Methods: For the purposes of the study, clinical samples of blood, cerebrospinal fluid, and urine were collected from the NICU of Ali Asghar Hospital during 2013-15. The type of bacterial strain and antibiotic susceptibility pattern was determined by routine microbiological tests. The collected data were analysed in SPSS software (version 19), using χ2, Student’s t-test, and ANOVA test for comparison.
Results: In total, 240 positive culture samples (118 blood, 117 urine, and 5 cerebrospinal fluid samples) were collected for this research. The most common isolates in the blood, urine, and cerebrospinal fluid samples were Staphylococcus epidermidis (63.6%), Klebsiella (35%), and Acinetobacter Baumannii (40%), respectively.

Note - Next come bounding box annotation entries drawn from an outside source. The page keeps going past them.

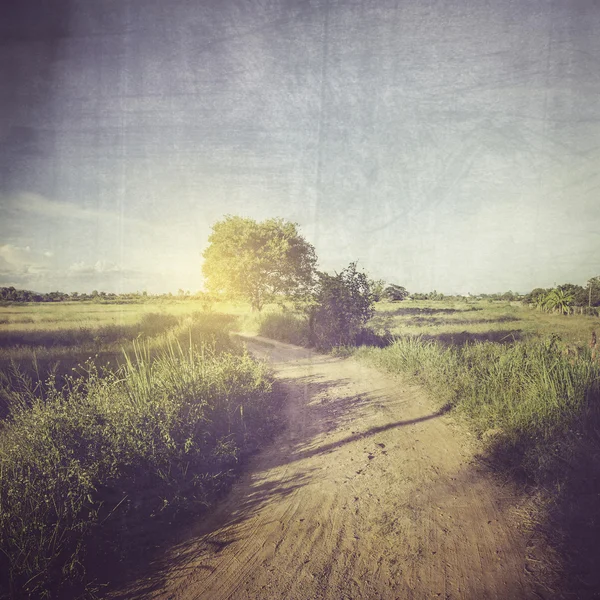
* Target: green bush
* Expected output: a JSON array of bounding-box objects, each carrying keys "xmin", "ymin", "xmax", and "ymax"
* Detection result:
[
  {"xmin": 258, "ymin": 312, "xmax": 310, "ymax": 346},
  {"xmin": 0, "ymin": 332, "xmax": 272, "ymax": 595},
  {"xmin": 357, "ymin": 337, "xmax": 600, "ymax": 480}
]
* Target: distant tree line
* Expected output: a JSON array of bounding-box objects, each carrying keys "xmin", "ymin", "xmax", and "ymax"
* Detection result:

The highest antibiotic resistance in S. epidermidis isolated from blood samples was found against amikacin and cefotaxime, while linezolid and vancomycin were the most effective antibiotics against S. epidermidis. Moreover, ciprofloxacin and nitrofurantoin were the most effective antibiotics against Klebsiella isolated from urine samples, while this bacterial strain had the highest resistance to imipenem and ampicillin. Despite the fact that A. Baumannii strains were resistant to most studied antibiotics, ceftazidime and ceftriaxone had an acceptable antibacterial effect against these isolates.
Conclusion: Continuous surveillance for antibiotic susceptibility, rational use of antibiotics, and the strategy of antibiotic cycling can provide some answers to the emerging problem of antibiotic resistance.